The People’s Bank of China injected funds into the financial system using reverse-repurchase agreements yesterday, after suspending use of the contracts for two weeks. The 13 billion yuan ($2.1 billion) added compares with a net 102.5 billion yuan drained by the central bank in the last two weeks.
“The policy signal from yesterday’s reverse-repo operations I believe is to calm market sentiment, but the amount is very small, so this caused some confusion,” said Zhang Guoyu, an analyst at Orient Futures Co. in Shanghai. “That may be contributing to the increase in rates.”
The one-year interest-rate swap, the fixed payment needed to receive the floating seven-day repo, rose four basis points, or 0.04 percentage point, to 4.23 percent as of 5:13 p.m. in Shanghai.
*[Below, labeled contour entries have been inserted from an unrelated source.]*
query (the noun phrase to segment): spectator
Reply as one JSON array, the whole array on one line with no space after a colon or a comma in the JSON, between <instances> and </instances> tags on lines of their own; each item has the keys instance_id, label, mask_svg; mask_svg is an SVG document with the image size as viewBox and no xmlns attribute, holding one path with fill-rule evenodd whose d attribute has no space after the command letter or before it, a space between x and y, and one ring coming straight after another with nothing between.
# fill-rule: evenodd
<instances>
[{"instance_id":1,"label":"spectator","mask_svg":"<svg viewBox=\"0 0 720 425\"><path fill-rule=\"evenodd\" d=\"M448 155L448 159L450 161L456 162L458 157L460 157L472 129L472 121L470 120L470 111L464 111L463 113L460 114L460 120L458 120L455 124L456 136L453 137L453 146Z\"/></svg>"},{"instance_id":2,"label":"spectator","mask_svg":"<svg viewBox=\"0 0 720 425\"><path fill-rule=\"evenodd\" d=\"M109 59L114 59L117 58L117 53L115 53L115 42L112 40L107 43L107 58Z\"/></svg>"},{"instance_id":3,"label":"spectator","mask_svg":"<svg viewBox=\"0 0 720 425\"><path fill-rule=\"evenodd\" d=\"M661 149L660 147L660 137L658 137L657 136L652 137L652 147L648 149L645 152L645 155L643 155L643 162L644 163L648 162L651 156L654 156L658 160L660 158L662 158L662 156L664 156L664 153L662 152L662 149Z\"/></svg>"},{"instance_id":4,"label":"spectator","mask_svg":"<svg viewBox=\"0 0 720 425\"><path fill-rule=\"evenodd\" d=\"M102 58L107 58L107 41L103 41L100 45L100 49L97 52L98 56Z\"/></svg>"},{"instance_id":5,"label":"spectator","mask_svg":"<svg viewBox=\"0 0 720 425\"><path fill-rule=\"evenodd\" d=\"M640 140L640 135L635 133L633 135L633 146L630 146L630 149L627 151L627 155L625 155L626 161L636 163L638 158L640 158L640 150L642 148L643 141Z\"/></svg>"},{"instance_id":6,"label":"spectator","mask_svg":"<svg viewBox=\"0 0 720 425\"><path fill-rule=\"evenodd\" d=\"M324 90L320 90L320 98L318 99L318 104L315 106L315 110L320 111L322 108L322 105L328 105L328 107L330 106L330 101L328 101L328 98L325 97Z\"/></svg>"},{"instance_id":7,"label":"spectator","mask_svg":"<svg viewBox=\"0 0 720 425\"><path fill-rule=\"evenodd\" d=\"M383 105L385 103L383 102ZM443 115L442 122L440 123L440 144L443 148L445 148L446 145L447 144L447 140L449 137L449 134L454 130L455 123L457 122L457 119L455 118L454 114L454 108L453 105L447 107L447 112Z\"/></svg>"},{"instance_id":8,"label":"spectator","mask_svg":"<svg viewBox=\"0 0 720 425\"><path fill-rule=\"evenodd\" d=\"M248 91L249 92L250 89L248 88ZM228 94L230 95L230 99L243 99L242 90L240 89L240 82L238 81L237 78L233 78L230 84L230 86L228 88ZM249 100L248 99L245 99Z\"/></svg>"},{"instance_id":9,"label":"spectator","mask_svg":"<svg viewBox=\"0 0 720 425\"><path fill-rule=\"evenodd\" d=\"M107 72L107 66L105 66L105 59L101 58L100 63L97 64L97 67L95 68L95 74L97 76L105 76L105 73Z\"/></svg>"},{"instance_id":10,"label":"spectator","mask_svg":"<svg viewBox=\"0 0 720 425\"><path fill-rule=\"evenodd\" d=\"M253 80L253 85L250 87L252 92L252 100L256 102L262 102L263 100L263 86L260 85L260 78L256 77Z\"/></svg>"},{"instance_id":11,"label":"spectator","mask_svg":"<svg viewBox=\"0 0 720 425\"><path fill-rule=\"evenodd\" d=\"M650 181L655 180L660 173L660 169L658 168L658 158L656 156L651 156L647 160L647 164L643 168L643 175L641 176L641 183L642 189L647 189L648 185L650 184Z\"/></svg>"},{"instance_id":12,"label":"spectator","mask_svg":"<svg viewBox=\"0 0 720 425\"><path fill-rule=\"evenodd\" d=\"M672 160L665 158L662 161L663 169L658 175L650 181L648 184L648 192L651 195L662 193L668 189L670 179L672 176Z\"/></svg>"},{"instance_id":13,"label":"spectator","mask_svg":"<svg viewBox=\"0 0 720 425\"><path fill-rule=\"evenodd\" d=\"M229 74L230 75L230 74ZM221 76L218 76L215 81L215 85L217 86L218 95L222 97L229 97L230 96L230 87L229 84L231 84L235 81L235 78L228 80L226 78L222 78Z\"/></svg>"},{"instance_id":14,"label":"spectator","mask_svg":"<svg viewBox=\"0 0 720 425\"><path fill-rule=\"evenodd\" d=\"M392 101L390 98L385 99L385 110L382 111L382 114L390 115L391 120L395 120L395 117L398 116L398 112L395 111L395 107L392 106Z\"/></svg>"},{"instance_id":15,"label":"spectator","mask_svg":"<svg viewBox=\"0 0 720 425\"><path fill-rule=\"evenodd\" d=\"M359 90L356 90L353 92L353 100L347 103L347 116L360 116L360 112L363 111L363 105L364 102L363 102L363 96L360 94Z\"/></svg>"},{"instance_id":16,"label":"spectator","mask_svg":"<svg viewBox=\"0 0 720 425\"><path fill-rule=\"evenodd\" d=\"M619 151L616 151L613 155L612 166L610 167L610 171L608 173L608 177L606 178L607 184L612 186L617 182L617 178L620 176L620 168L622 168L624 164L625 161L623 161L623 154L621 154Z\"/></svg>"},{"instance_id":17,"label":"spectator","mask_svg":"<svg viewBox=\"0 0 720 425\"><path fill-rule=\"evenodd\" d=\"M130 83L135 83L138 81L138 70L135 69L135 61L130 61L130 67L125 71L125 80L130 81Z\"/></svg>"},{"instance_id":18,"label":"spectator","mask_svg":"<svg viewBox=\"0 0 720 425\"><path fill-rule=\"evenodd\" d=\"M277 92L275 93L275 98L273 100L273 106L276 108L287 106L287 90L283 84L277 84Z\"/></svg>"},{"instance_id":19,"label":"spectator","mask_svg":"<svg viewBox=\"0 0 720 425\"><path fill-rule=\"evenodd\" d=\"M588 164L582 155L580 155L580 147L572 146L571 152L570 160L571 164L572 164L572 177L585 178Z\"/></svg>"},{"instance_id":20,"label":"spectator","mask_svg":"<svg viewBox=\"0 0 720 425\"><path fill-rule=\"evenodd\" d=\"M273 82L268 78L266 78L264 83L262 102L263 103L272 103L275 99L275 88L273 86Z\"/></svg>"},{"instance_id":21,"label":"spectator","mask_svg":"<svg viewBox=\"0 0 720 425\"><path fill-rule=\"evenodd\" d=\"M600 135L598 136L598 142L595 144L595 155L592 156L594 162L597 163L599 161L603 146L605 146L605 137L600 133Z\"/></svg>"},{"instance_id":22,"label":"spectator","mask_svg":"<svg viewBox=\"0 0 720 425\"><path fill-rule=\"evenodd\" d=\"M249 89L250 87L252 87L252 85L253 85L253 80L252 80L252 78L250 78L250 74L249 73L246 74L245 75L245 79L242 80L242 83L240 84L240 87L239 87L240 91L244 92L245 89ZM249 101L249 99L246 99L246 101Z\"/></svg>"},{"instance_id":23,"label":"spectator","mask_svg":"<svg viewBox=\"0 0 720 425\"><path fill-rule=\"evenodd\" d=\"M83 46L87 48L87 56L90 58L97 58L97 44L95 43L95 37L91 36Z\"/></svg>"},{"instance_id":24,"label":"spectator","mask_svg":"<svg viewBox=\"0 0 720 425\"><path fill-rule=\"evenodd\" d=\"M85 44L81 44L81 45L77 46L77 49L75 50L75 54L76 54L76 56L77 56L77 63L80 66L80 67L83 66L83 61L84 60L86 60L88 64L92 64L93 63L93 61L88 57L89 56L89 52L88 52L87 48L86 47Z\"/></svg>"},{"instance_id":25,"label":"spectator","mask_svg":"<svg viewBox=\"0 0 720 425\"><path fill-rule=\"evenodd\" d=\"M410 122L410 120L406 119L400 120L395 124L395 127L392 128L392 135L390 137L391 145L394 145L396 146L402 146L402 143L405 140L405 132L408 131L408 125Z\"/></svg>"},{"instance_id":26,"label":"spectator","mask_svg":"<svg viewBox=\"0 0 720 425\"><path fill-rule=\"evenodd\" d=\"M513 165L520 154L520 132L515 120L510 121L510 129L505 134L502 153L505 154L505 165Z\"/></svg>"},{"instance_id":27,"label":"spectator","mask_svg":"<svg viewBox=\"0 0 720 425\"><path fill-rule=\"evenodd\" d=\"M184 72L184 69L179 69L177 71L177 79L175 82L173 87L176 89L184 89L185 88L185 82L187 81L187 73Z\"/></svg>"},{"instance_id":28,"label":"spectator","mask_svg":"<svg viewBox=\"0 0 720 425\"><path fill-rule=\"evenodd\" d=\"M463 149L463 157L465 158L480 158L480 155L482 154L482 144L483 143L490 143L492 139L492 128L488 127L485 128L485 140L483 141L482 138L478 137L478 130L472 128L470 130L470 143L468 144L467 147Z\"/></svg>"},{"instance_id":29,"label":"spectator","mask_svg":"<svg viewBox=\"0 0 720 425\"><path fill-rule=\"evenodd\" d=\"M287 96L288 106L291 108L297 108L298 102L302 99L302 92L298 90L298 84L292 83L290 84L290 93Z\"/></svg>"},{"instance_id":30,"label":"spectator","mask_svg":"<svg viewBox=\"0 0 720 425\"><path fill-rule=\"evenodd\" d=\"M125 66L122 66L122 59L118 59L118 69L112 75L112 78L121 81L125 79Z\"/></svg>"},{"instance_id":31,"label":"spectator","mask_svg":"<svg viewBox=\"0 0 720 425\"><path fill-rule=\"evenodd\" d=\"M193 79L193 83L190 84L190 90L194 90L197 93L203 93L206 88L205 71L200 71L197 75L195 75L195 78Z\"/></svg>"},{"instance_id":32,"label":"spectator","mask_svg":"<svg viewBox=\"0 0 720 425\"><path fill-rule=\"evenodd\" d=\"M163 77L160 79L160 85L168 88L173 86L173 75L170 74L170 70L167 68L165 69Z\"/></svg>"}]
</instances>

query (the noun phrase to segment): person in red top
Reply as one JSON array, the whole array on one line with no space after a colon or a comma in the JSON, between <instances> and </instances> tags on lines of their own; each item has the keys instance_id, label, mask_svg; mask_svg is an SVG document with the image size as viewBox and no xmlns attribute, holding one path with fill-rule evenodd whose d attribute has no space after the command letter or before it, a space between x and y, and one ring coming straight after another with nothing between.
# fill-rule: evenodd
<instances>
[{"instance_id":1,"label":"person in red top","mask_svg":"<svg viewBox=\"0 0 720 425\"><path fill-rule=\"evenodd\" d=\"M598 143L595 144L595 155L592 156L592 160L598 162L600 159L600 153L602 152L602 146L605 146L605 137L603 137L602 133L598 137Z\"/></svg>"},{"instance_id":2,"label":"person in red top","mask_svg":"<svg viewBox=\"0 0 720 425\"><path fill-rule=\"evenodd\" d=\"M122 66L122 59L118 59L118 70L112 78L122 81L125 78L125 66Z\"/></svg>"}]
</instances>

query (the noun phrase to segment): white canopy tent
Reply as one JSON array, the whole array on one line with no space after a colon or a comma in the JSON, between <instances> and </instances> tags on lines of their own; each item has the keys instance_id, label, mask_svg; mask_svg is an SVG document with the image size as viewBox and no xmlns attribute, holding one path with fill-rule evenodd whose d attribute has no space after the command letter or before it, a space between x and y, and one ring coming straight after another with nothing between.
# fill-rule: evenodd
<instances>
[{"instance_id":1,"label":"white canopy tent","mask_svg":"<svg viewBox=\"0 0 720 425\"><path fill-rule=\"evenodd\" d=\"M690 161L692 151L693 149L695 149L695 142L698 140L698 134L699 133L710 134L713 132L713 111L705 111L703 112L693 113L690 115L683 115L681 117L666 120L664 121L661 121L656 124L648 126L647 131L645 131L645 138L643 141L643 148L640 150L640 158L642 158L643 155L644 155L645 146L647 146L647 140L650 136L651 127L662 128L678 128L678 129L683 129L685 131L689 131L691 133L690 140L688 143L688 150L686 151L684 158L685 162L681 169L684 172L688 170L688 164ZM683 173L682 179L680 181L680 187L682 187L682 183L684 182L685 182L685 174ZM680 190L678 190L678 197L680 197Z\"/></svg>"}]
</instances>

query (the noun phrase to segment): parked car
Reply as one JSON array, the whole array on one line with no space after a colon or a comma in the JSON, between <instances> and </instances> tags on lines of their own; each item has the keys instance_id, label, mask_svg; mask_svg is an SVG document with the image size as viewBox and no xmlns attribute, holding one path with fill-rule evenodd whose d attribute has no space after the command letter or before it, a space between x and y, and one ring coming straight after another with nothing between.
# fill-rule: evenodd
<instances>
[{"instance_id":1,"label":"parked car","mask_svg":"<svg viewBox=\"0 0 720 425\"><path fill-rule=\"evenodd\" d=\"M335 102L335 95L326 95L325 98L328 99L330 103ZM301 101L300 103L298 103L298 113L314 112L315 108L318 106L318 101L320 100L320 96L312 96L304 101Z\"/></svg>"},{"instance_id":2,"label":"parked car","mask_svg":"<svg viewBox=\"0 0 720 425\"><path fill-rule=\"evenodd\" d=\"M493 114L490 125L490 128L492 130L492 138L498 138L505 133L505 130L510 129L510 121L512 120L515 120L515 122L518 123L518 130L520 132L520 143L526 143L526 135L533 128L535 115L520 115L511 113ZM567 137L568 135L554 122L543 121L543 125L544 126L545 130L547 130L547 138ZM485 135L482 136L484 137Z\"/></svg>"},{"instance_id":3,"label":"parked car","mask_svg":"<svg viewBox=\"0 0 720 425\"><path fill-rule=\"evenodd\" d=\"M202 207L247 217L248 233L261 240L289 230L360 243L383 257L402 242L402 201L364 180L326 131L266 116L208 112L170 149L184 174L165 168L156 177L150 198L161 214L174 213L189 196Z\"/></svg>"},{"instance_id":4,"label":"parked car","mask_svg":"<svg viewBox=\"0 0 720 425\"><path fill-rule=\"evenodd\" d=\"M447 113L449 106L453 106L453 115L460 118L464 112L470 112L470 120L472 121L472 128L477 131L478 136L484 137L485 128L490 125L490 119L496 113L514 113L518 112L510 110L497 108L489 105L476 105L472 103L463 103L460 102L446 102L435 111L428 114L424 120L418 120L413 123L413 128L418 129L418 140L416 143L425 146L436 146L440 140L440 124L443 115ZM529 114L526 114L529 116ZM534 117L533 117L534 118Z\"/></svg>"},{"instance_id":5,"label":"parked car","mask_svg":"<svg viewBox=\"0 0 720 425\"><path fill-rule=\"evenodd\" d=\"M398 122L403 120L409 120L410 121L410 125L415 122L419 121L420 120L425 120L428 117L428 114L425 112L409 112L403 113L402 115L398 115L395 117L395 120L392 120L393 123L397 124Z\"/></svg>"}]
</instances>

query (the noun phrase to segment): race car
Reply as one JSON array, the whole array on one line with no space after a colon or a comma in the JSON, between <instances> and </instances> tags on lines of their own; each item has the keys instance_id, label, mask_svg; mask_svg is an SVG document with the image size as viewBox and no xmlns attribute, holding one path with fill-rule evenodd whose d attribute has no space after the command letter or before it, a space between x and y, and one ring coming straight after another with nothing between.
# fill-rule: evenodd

It touched 4.27 percent earlier, the highest level since June 24, and reached a record 5.06 percent in June as a cash crunch fanned concern some banks would struggle to meet debt payments.
The seven-day repurchase rate, a gauge of funding availability in the banking system, rose 55 basis points to 5.55 percent, according to a daily fixing by the National Interbank Funding Center. That was the 10th increase in a row, the longest run of gains since 2007. The overnight repo rate jumped 53 basis points to 5.21 percent.
The latest rise in interbank rates is likely to be partly because of fiscal deposits parked with the central bank, which tend to increase most in October owing to corporate sector tax payments, Goldman Sachs Group Inc. said in a report today. Money-market rates will retreat from this week’s highs once the corporate tax payments are completed, even if the central bank refrains from acting to ease the cash squeeze, economist Yu Song wrote in the report.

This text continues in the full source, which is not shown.